Your PyTorch training is hiding problems. Here's what you're missing:

  • GPU sitting idle while DataLoader struggles
  • Memory leaking 100MB per epoch
  • Loss about to explode (but you'll only know in 2 hours)

TrainWatch shows you in real-time. One line of code.


Quick Start

pip install trainwatch

v0.2.0 - Recommended (~5x faster on GPU):

from trainwatch import Watcher

watcher = Watcher(sync_interval=10)  # Batch sync for performance

for epoch in range(epochs):
    for images, labels in dataloader:
        loss = train_step(images, labels)
        watcher.step(loss=loss)  # Tensor! No .item() needed
    
    watcher.epoch_end()

v0.1.0 - Still supported (backward compatible):

from trainwatch import Watcher

watcher = Watcher()

for epoch in range(epochs):
    for images, labels in dataloader:
        loss = train_step(images, labels)
        watcher.step(loss=loss.item())  # Still works!
    
    watcher.epoch_end()

That's it. You now see:

  • Step timing
  • Loss trends (moving average)
  • CPU/RAM usage
  • GPU VRAM tracking
  • Real-time warnings

Example Output

Step     10 | loss=2.3045 | time=0.234s | CPU=45.2% | RAM=23.1% | VRAM=1024MB
Step     20 | loss=2.1234 | time=0.231s | CPU=46.1% | RAM=23.4% | VRAM=1025MB
Step     30 | loss=1.9876 | time=0.229s | CPU=44.8% | RAM=23.6% | VRAM=1026MB
WARNING: Loss variance spike detected - training may be unstable
Step     40 | loss=2.5432 | time=0.235s | CPU=45.5% | RAM=23.8% | VRAM=1027MB

============================================================
Epoch 1 Summary:
  Loss (avg): 2.1204 [decreasing]
  VRAM delta: +3.2MB
============================================================

Configuration

watcher = Watcher(
    window=20,               # Moving average window (default: 20)
    print_every=100,         # Print every N steps (default: 100, was 10 in v0.1.0)
    sync_interval=10,        # Sync tensor losses every N steps (default: 10)
    show_gpu=True,           # Show GPU metrics (default: True)
    warn_on_leak=True,       # Warn on memory leaks (default: True)
    warn_on_bottleneck=True, # Warn on DataLoader issues (default: True)
    warn_on_variance=True,   # Warn on loss spikes (default: True)
    device='cuda:0'          # GPU device (default: 'cuda:0')
)

Performance Parameters (v0.2.0)

sync_interval - How often to sync tensor losses (default: 10)
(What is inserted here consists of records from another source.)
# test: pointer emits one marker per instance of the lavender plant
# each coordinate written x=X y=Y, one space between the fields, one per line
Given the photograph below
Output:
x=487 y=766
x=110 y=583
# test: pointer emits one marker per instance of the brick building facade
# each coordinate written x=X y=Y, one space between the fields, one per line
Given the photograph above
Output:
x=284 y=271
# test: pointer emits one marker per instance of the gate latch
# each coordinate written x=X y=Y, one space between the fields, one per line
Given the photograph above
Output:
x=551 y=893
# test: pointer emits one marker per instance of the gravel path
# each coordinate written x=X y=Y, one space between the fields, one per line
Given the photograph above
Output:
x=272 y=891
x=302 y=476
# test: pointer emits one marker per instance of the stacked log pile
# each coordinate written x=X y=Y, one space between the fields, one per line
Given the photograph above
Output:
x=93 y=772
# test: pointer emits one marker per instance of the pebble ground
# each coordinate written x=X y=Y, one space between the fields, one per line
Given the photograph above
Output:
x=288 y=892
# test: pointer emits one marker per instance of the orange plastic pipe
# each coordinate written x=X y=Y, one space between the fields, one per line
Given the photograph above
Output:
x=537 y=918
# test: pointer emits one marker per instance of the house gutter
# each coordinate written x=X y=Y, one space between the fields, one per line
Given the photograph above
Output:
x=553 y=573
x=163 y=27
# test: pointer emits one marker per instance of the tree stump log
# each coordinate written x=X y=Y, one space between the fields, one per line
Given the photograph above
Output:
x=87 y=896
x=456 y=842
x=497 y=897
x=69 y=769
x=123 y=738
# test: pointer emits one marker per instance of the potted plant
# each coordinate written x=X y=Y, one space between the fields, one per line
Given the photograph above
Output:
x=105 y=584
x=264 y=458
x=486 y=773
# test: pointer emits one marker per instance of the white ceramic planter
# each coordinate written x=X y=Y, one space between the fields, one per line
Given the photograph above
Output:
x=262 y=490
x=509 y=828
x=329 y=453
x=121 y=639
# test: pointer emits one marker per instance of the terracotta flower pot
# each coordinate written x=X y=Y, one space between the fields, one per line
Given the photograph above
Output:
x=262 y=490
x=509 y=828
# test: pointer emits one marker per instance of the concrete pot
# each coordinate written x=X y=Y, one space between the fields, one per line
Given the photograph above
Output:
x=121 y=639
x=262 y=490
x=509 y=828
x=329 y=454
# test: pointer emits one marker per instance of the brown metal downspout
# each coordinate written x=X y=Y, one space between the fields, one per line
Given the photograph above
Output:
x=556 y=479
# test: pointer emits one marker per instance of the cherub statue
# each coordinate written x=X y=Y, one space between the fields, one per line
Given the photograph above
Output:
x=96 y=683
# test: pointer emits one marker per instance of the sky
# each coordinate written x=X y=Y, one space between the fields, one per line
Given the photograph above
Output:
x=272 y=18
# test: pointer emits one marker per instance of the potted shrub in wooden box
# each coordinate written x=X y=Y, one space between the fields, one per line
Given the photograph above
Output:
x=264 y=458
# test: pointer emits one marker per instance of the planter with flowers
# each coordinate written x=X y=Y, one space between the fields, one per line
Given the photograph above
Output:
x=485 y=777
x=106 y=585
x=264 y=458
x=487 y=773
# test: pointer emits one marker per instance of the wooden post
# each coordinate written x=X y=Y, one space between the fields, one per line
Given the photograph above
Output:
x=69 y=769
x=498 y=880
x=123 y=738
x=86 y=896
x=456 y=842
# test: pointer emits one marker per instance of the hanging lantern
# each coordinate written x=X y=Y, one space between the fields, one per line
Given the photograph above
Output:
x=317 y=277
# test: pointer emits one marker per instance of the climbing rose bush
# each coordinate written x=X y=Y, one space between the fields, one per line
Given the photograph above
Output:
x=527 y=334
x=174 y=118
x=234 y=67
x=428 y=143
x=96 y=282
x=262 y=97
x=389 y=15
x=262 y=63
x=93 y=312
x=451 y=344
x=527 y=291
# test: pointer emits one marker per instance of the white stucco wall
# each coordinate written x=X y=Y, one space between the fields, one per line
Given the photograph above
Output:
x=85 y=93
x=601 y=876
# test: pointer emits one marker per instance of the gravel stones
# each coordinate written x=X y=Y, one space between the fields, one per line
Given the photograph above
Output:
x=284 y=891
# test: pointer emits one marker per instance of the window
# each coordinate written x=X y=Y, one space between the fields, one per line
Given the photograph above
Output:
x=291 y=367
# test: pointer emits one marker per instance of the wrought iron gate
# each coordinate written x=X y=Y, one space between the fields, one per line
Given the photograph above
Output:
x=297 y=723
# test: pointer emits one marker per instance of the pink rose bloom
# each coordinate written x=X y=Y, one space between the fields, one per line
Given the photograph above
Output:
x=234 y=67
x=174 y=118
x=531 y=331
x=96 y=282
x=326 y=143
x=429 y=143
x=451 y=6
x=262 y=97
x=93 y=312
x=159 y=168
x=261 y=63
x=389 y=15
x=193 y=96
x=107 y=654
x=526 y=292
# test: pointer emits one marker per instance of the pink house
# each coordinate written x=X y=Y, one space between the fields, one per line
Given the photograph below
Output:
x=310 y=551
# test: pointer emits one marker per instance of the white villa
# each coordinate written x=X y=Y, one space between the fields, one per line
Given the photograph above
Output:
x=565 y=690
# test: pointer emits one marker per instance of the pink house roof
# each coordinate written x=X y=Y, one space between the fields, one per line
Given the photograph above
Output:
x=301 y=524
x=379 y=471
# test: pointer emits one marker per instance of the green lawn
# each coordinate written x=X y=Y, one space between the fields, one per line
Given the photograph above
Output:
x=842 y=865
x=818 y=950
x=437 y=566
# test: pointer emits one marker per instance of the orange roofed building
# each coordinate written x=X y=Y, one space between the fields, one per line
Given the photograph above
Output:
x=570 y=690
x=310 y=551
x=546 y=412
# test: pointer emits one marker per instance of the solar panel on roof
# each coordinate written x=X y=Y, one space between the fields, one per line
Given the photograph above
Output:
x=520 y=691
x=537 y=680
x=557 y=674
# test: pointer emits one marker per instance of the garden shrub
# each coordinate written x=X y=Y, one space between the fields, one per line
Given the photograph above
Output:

  • Smaller = more frequent updates, slightly slower
  • Larger = less overhead, but updates less often
  • Recommended: 10-50 depending on batch size

print_every - How often to print metrics (default: 100)

  • v0.1.0 default was 10 (too frequent for most cases)
  • v0.2.0 default is 100 (better balance)

What It Watches

Metric What It Tells You
Step Time How fast your training loop runs
Loss (Moving Avg) Smoothed loss trend, easier to read than raw loss
Loss Variance Detects training instability before it crashes
CPU/RAM System load - high RAM often means DataLoader issues
GPU VRAM Memory usage - tracks leaks across epochs
VRAM Delta Memory increase per epoch - positive = leak

Performance Best Practices

Minimize GPU-CPU Sync (v0.2.0)

TrainWatch v0.2.0 supports tensor inputs to reduce synchronization overhead by ~5x on GPU.

Slower (v0.1.0 style):

watcher.step(loss=loss.item())  # Sync every step

Faster (v0.2.0 recommended):

watcher = Watcher(sync_interval=10)
watcher.step(loss=loss)  # Tensor! Batch sync every 10 steps

Performance Impact

Scenario v0.1.0 Overhead v0.2.0 Overhead Improvement
GPU training ~265ms/1K steps ~50ms/1K steps ~5x faster
CPU training baseline similar no benefit (CPU has no sync cost)

When does it matter?

  • Small batch sizes (< 32)
  • Fast models (< 10ms per step)
  • Many training steps (1000+)

For typical training (batch_size=64, medium model), you save ~1.5 seconds per 1000 steps.

Choosing sync_interval

# Small batch or fast model
watcher = Watcher(sync_interval=10)  # Default

# Large batch or slow model
watcher = Watcher(sync_interval=50)  # Less frequent sync

# Maximum performance (use with caution)
watcher = Watcher(sync_interval=100)  # Minimal overhead

Rule of thumb: sync_interval = print_every / 10


Warnings

TrainWatch gives you 3 critical warnings:

Loss Variance Spike

Your loss is jumping around wildly. Training might diverge.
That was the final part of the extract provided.